Nuno Correia da Silva, nome próximo de Manuel Monteiro, propõe "retomar a designação de Partido Popular", que "permitirá reposicionar o partido no espaço correto" - a "direita da liberdade, que não aceita que nos coletivizem", um CDS "conservador nos valores e princípios. Já a moção "Visão 22-30", que tem como primeiro signatário o militante Bruno Filipe Costa (próximo da direção cessante), sustenta que o "conservadorismo surge como a verdadeira corrente que hoje resta ao CDS", que deve transformar-se no "partido conservador britânico português". Como a generalidade das moções globais que serão discutidas no congresso, o documento aponta a família como eixo central da sociedade, mas com uma novidade no discurso: "O CDS defende a família como célula essencial da sociedade, mas defendê-la em 2022 não se esgota na defesa da família tradicional. Somos por isso a favor do casamento entre pessoas do mesmo sexo, não apesar de sermos conservadores, mas por sermos conservadores."
Não é, aliás, caso único. Uma outra moção, apresentada pelo militante Octávio Rebelo da Costa, aponta também o "conservadorismo" como o caminho para o CDS, mas acompanhando "as evoluções e transformações da sociedade", "verdadeiramente moderno e reformador". Também este texto defende que a família não se esgota no modelo tradicional e diz-se a favor do casamento entre pessoas do mesmo sexo, admitindo igualmente "estudar a adoção por casais homossexuais".

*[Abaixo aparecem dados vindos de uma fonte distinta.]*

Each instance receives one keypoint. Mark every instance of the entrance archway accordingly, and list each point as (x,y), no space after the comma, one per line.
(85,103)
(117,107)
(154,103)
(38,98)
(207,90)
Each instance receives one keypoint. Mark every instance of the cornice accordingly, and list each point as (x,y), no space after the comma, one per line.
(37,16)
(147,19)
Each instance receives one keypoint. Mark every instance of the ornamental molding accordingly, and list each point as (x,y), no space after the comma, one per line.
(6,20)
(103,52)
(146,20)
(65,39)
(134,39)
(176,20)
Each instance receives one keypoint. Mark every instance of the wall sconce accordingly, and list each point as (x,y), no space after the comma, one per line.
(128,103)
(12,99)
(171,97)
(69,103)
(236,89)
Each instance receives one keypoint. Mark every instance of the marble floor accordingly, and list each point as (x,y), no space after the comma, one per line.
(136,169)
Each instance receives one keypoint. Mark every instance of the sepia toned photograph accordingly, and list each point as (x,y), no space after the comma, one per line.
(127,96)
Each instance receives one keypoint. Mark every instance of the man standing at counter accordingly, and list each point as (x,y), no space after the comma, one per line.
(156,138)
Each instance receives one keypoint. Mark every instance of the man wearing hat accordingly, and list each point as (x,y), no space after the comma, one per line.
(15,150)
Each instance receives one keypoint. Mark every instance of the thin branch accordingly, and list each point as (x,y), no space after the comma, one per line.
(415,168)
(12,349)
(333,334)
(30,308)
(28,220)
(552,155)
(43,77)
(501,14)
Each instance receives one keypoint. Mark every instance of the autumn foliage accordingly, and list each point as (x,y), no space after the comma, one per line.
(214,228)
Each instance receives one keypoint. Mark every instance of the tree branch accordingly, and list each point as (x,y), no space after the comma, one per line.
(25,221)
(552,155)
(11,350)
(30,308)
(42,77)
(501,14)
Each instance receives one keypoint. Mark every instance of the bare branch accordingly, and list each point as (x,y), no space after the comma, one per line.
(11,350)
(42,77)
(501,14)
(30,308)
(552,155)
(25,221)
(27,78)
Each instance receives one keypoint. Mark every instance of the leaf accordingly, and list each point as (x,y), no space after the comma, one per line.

Um sentido totalmente contrário do que é proposto por outro dos candidatos à liderança, Miguel Mattos Chaves, que defende um partido que prossiga a linha de pensamento e ação dos conservadores e democratas-cristãos", que se baterá "pelos valores da cristandade", pela "defesa da família natural e antropológica", contra a "falsa ideologia do género", "contra o aborto" e a "adoção de crianças pelas uniões civis entre homossexuais". Mais consensual na dezena de moções que estão em cima da mesa é a perspetiva económica defendida pelos vários candidatos, assente na liberdade de escolha, na diminuição dos impostos e num Estado regulador forte.
Para já, está em aberto se Paulo Portas marcará presença no conclave, no qual está inscrito. Manuel Monteiro deverá marcar presença em Guimarães e é esperado que faça uma intervenção. Outro ex-líder do partido, José Ribeiro e Castro, estará ausente. O antigo presidente centrista invoca "compromissos oficiais" com o centenário da primeira travessia aérea do Atlântico Sul, por Gago Coutinho e Sacadura Cabral, e sublinha que não vai intervir no debate nem declarar apoio a nenhum dos candidatos. Mas alerta que este é um "congresso decisivo, o momento que vai decidir o futuro" do CDS e que é "fundamental que o espírito coletivo renasça no partido".